The OT historical-background regarding the Servant of the Lord was not understood as messianic in function, but was mysterious or symbolic because the intertestamental-period Judaism's interpretation of the Messiah was militaristic not a servant, and in postbiblical-period Judaism there is no evidence identifying these songs as messianic since Christians claimed it.
Hence, first century Christians understood these texts as messianic because they found strong evidence in the life and fulfillment of Jesus Christ as servant [i.e. typology]. Below are the four classic texts regarded as the "Servant Songs" of Isaiah. As Schreiner points out that these passages "are represented by a particular person, one who atones for the sin of the people [i.e.

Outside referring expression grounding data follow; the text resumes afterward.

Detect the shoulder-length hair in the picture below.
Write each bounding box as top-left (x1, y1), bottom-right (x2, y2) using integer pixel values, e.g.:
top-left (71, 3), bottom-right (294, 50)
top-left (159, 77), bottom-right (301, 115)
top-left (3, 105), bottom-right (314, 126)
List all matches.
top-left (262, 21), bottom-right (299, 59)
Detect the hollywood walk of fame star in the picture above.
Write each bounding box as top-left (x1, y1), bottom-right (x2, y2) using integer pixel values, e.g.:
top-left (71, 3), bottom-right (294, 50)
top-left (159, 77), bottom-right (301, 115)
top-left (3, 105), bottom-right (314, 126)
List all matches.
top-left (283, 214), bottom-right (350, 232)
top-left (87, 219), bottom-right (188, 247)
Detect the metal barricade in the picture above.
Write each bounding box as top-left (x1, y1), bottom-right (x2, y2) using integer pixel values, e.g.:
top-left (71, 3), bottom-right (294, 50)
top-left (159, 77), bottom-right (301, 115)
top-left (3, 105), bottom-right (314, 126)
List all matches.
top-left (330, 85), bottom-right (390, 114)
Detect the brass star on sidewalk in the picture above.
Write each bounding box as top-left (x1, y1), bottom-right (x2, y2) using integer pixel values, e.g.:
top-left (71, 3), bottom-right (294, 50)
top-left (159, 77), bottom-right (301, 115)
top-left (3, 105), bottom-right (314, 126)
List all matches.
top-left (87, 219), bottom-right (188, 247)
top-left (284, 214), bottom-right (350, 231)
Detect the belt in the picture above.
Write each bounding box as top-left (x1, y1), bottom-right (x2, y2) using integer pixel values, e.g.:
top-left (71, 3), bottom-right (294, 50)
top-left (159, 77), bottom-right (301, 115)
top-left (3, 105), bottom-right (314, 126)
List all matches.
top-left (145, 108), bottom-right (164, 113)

Jesus Christ]."
There are four poetic passages known in the OT as the "Songs of the Servant of Yahweh":
1. First Song: The servant proclaims he is the chosen one and given the Spirit to establish justice (42:1–4).
2. Second Song: The servant reveals and identifies himself as one called by God before birth for the nations (Isa. 49:1-6).
3. Third Song: The servant declares his confidence in God even in the face of oppression and persecution (Isa. 50:4-11).
4. Fourth Song: The servant suffers and dies on behalf of others so they can be healed (Isa. 52:13-53:12).
As a result, the Servant Songs in Isaiah identify the Servant of the Lord as a king, prophet, and new Moses. Israel is identified as the children of Abraham, his chose servant (cf. Isa. 41:8-9; 44:1-2; 45:4). God's chosen servant, Israel, fails to see and hear God's word making them flawed and sinful. Thus, the Servant of the Lord suffers and dies for them to forgiven and redeem them from exile (cf. Isa. 44:21-22; 48:20).
These theological realities were not realized until the coming of one like the Son of Man, Jesus Christ. The Servant of the Lord is personified in the person of Jesus Christ, who as servant is both Israel and transcends Israel because he is chosen by God the Father, and fulfills the requirements and commandments given to Israel. Therefore, it is appropriate to say that the "gospel according to Isaiah 53" is displayed by the righteous Servant of the Lord who suffered and died for the sake of transgressors. Amen!